省エネ運転に関する研究

1.概要

近年、環境問題への意識が高まり、カーボンニュートラルを目指して、更なる省エネ化が重要視されています。列車の走行エネルギーは運転方法によって大きく変動するため、効率的な運転操作をすることで列車運行に関わる消費エネルギーを削減することができます。
本研究室では、省エネとなる運転操縦に関する研究開発を行っています。
そこで、列車の回生電力融通を考慮した省エネブレーキの効果的な適用方法を開発しました。

2.省エネブレーキ扱いによる省エネ運転方法

① 概要

省エネ運転を実現するためには、力行電力量を削減すると同時に回生電力が他列車で有効活用される機会を増やすことが重要です。

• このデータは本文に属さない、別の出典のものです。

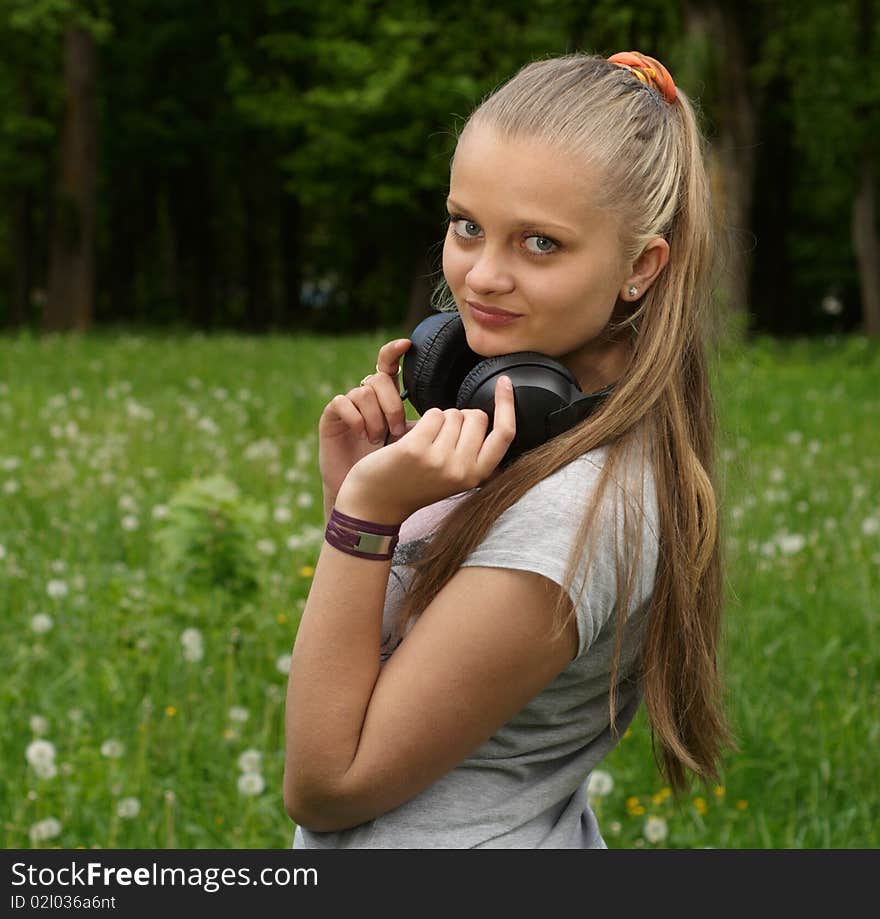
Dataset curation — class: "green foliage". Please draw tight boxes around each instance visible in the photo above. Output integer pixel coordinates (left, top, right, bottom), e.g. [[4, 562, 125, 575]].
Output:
[[0, 328, 880, 849], [155, 475, 267, 599], [0, 0, 880, 331]]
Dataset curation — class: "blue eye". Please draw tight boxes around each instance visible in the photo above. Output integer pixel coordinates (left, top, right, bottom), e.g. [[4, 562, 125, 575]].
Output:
[[529, 236, 558, 255], [449, 214, 562, 258]]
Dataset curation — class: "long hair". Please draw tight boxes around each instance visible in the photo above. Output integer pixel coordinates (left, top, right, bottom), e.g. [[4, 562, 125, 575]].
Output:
[[406, 53, 736, 797]]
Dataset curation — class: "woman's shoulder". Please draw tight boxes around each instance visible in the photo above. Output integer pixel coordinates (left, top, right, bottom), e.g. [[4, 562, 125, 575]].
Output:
[[505, 444, 657, 533]]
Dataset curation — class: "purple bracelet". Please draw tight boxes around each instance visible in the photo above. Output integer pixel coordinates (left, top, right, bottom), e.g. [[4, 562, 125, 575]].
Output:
[[324, 507, 400, 561]]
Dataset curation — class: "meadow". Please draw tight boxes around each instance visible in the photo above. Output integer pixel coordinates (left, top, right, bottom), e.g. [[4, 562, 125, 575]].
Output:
[[0, 329, 880, 849]]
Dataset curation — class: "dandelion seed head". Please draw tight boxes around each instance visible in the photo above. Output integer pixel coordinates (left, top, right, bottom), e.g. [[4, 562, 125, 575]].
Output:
[[28, 817, 61, 842], [642, 817, 669, 845], [587, 769, 614, 798], [238, 750, 263, 772], [24, 737, 55, 768], [46, 579, 67, 600], [116, 797, 141, 820], [31, 613, 55, 635], [862, 517, 880, 536], [34, 762, 58, 779], [101, 737, 125, 759]]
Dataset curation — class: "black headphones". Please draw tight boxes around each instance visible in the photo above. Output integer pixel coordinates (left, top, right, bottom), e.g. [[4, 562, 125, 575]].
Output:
[[400, 312, 614, 466]]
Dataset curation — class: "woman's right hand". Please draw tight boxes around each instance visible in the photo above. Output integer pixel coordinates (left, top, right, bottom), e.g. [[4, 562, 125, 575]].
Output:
[[318, 338, 417, 498]]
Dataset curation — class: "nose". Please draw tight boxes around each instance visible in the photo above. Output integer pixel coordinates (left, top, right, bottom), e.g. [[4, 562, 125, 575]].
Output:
[[465, 243, 515, 294]]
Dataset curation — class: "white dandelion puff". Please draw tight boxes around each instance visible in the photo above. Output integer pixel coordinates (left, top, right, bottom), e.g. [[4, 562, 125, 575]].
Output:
[[642, 817, 669, 845], [28, 817, 61, 842], [862, 517, 880, 536], [180, 628, 205, 662], [24, 738, 55, 768], [238, 772, 266, 796], [101, 737, 125, 759], [587, 769, 614, 798], [244, 437, 281, 460], [46, 578, 67, 600], [776, 533, 807, 555], [31, 613, 55, 635], [34, 762, 58, 779], [238, 750, 263, 772], [116, 797, 141, 820]]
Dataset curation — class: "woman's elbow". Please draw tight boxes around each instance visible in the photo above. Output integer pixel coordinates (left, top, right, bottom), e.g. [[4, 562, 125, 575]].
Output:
[[284, 781, 362, 833]]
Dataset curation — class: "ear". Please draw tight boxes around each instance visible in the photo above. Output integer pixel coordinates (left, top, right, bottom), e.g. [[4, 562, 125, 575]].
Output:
[[620, 236, 669, 300]]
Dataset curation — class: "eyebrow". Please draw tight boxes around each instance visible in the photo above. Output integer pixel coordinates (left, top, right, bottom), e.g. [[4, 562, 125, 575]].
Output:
[[446, 198, 577, 233]]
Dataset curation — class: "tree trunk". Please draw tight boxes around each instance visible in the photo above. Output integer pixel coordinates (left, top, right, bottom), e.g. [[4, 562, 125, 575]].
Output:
[[9, 185, 34, 329], [403, 243, 438, 335], [852, 0, 880, 336], [43, 25, 97, 331], [685, 0, 756, 322], [278, 185, 308, 330], [852, 151, 880, 336]]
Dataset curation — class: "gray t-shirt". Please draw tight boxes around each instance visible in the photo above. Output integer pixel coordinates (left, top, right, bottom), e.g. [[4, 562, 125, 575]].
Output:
[[293, 448, 658, 849]]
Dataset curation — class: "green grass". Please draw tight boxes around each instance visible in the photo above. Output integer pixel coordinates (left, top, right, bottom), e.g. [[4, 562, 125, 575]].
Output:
[[0, 329, 880, 848]]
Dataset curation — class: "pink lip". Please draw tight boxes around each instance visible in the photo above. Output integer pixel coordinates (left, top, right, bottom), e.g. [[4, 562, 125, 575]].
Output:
[[465, 300, 520, 318]]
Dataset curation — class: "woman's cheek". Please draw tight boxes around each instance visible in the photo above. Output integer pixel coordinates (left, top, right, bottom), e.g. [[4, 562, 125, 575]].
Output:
[[443, 235, 470, 291]]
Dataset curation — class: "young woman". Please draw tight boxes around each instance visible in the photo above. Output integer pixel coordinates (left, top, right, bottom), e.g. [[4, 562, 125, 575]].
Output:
[[284, 52, 732, 848]]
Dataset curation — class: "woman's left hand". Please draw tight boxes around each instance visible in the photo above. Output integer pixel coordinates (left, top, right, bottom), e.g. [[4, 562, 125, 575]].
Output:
[[336, 377, 516, 524]]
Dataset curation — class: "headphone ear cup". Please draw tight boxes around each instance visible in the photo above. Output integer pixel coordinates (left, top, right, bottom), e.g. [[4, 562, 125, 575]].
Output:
[[455, 351, 582, 463], [403, 312, 482, 415]]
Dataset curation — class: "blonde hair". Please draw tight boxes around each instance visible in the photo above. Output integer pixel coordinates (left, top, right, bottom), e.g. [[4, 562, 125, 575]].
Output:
[[412, 53, 735, 796]]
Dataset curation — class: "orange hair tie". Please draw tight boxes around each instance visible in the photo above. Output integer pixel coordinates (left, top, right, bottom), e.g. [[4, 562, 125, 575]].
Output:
[[608, 51, 677, 103]]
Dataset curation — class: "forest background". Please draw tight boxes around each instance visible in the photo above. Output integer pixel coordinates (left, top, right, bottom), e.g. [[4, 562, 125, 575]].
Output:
[[0, 0, 880, 336], [0, 0, 880, 849]]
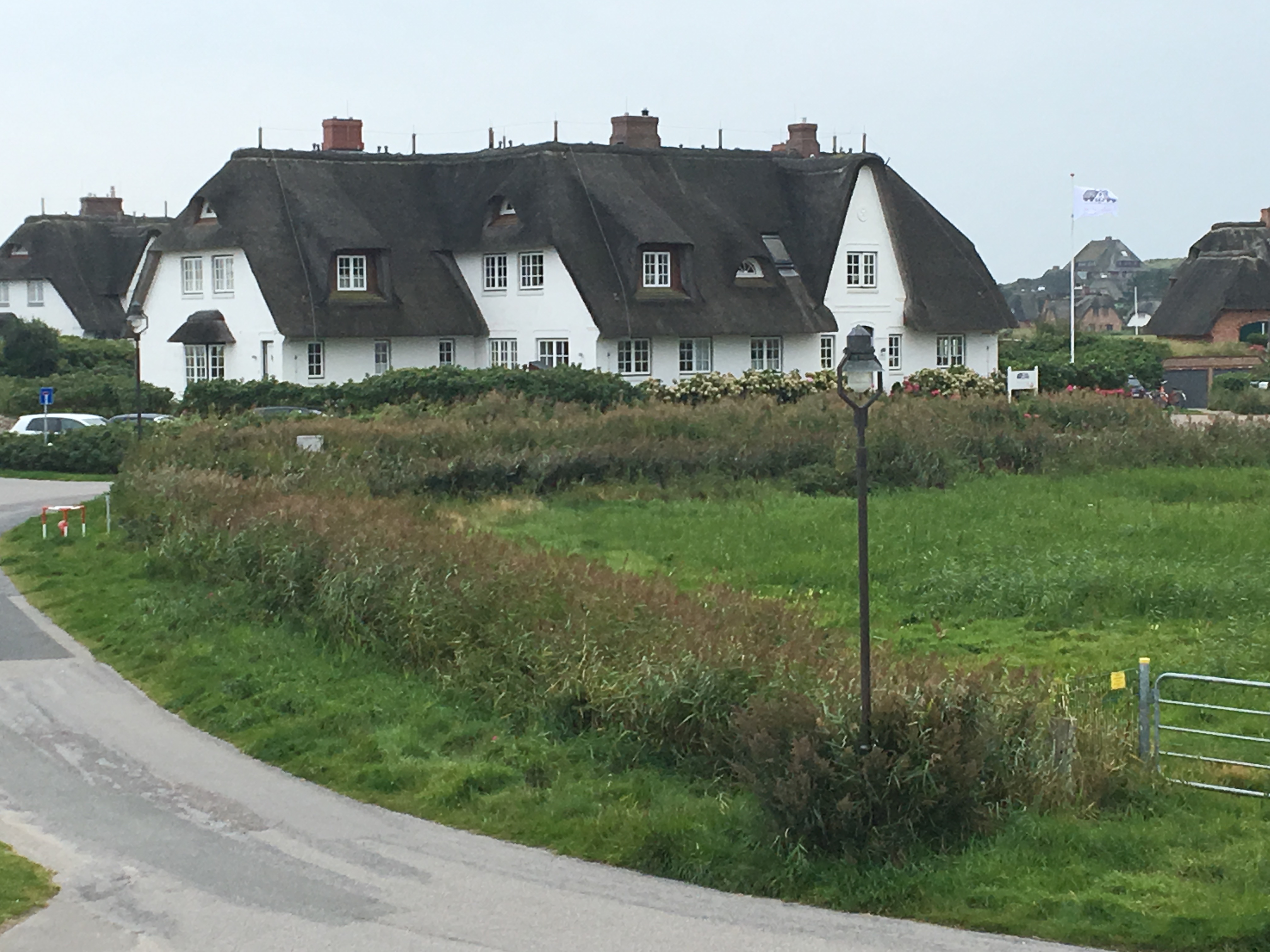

回生電力が十分に融通される条件では、最大加速して、惰行をなるべく長く取り、強いブレーキで止まることが省エネとなります(図1実線「一括ブレーキ」)。
一方で、高速域での強いブレーキは、機械ブレーキの割合が高くなるとともに、回生絞り込みが起こりやすくなります。
これらのことから、列車の走行条件によっては、高速域は弱め、低速域は強めの段階的なブレーキ扱いが省エネとなると考えられます(図1破線「2段ブレーキ」)。
そこで、シミュレーションによる回生電力融通状況の評価結果に基づいて、一括ブレーキと2段ブレーキを使い分ける省エネ運転方法を提案しました。

② 試算結果

ある路線の終日の列車ダイヤに対して、補機電力が異なる外気温15℃相当と30℃相当の設定で、列車間回生融通を考慮した消費電力の計算が可能な列車運行電力シミュレータを用いた試算を実施しました。
運転士の実際のブレーキ操作を再現した場合を基準として、各列車の各駅間で省エネとなるブレーキ扱い(一括ブレーキまたは2段ブレーキのいずれか)を適用した場合の変電所供給電力量合計を比較し、約6~7%の省エネ効果を確認しました(図2)。